Coffee growers in Vietnam are storing the most beans in at least five years as they bet the biggest surge in prices in 16 months has further to run.

Farmers held 28 per cent of the crop in the world's largest robusta producer at the end of last month, according to the median of eight trader estimates compiled by Bloomberg. Unsold inventories totaled 440,000 metric tonnes, the survey showed. That compares with 250,000 tonnes, or 15 per cent of the crop, held at this time in the previous season.

Futures in London last month rose the most since February 2014 while beans in Vietnam’s main growing region of Dak Lak jumped to the highest in two months.
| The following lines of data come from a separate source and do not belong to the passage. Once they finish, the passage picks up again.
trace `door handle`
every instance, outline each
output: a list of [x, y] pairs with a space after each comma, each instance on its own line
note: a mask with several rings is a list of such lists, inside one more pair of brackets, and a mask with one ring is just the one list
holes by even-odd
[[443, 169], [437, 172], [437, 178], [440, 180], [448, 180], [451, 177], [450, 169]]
While that’s encouraging farmers to hold supplies in anticipation of higher prices, surging stockpiles may drive prices lower when the next harvest starts in October, according to Anh Minh, the country’s largest private exporter by volume.

“I want to wait for good prices,” said Tran Thanh Nga, a 32-year-old farmer who hasn’t sold any beans from her four-ton stockpile. “Prices rose in late June but they were not high enough for me.

Robusta on ICE Futures Europe settled at $1,738 a tonne on Monday after prices surged 9.3 per cent in June. In Vietnam, beans traded at 36,800 dong ($1.69) a kilogram on Monday after climbing to 39,000 dong on June 25, the highest since April 24, according to data from the Trade & Tourism Center in Dak Lak.